How to Address Risk in ISO 9001

Addressing risk in ISO 9001 was dialled up a notch by major changes introduced in the updated ISO 9001:2015 Standard. Until then, the concept of risk-based thinking had been implicit, suggested but not directly expressed in the previous versions, under the clause of “preventative actions”. 

But the updated Standard increased the focus by explicitly defining how to address risk in ISO 9001, under the clause: “Actions to address risk and opportunity”. 

It defines risk as “the effect of uncertainty”, which can be both a negative and positive deviation from the expected. For example, addressing a risk could present the business with a new opportunity. 

What’s for sure is that the old ‘fail to prepare and prepare to fail’ adage remains steadfast. Because truthfully, the better your business manages risks, the better prepared you are to face uncertainties. And as a result, effective management of risk leads to –

• Superior performance
• Ongoing improvement
• Supercharged customer satisfaction

So, where do you start to address risk in ISO 9001? The three steps to success are –

• Determining risks and opportunities
• Addressing risks and opportunities
• Monitoring and reviewing risks and opportunities

Let’s run through each of them.

Determining risk and opportunities

In order to address risk in ISO 9001, you need to understand what the challenges or opportunities are, and also the root causes. Compiling this information involves determining your risks and opportunities around the “Context of the Organisation”.
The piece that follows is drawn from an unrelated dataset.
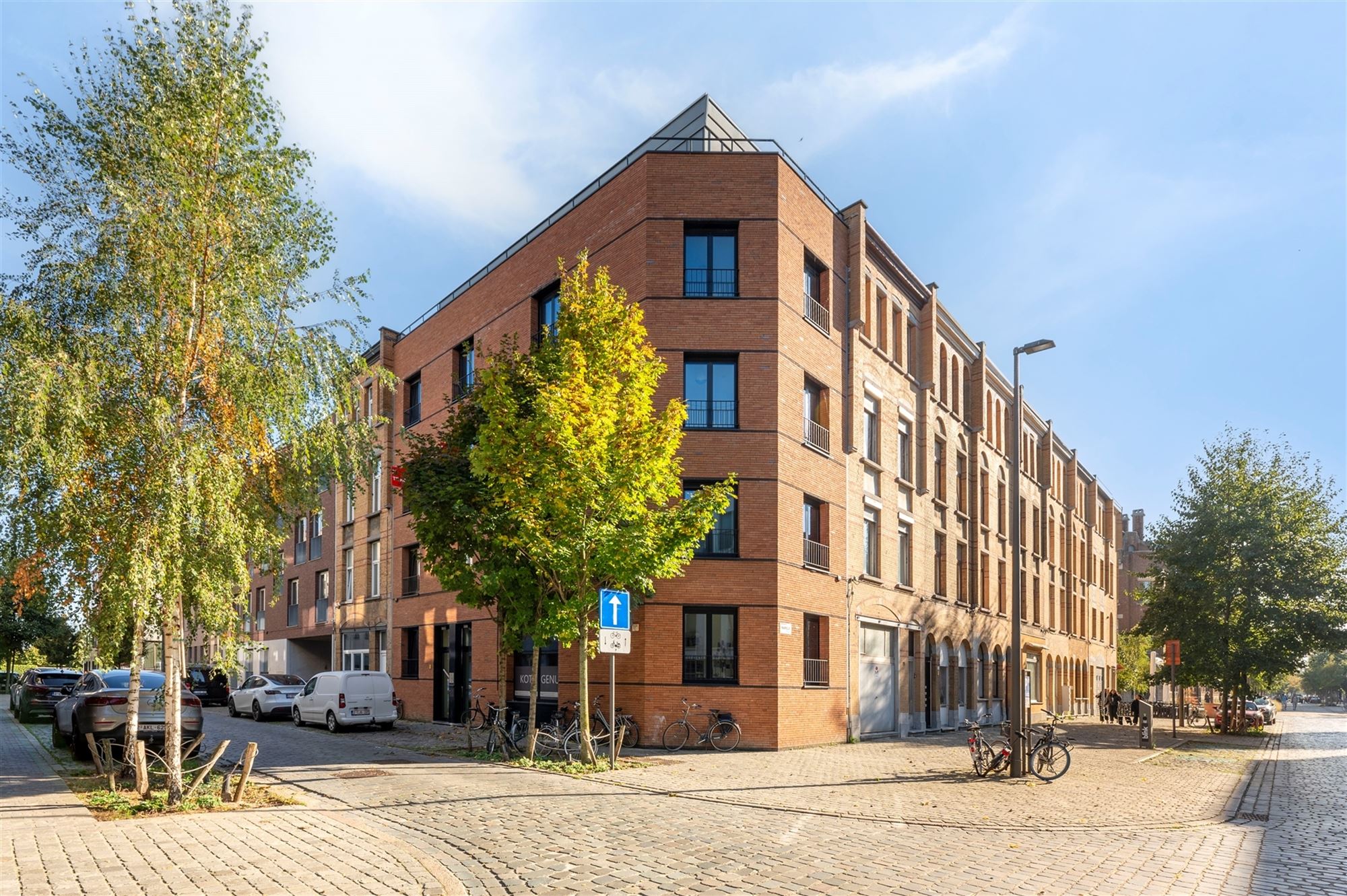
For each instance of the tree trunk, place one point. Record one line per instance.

This means considering internal and external risk, for example:-

• Internal Context – Your risk and opportunity factors might be driven by hierarchy, resource capabilities or organisational procedures.

• External Context - Your risk and opportunity factors might be influenced and impacted by the circumstances in which the business operates, such as political, economic, social, technological, legal or environmental factors. 

All risks and opportunities which may arise due to the context or the requirements of interested parties should be determined and understood.

How to address risk in ISO 9001?

Firstly, it’s important to make the distinction that ISO 9001:2015 doesn’t require a formal risk management system. But it does require that you determine –

• Any risks and opportunities you’re faced with
• How these will be addressed

Just like when you’re conducting a health & safety risk assessment, it’s helpful to analyse risk against –

• Severity of the risk occurring
• Probability of the risk occurring

There are options available to address risk in ISO 9001, which include:

• Avoiding the risk at source
• Taking action to reduce the severity of the risk
• Taking action to reduce the probability of the risk
• Transferring or sharing the risk with a third party

But, do bear in mind that there will always be inherent business risks, adverse or positive. It’s part of being in business. To this end, having a risk tolerance criterion defines the acceptable limit of the risk, which might be –

• Retained under informed decision making
• Taken in order to pursue an opportunity

Monitor and review the risks and opportunities

So, you’ve determined –

• Where and how risks might emerge
• How to deal with any emerging risks

The final piece of the jigsaw is monitoring and tracking risks and opportunities on a regular basis. By continuously re-visiting them, you’re better placed to gauge whether or not your risk potential is under control after you’ve implemented any control measures.

This should be performed on a fixed frequency or following a significant change in the business. And here is why… Your understanding of the risks to the business, and how to mitigate them, becomes an evolving process. As a result, the business is also presented with previously untapped opportunities to drive change and continual improvement.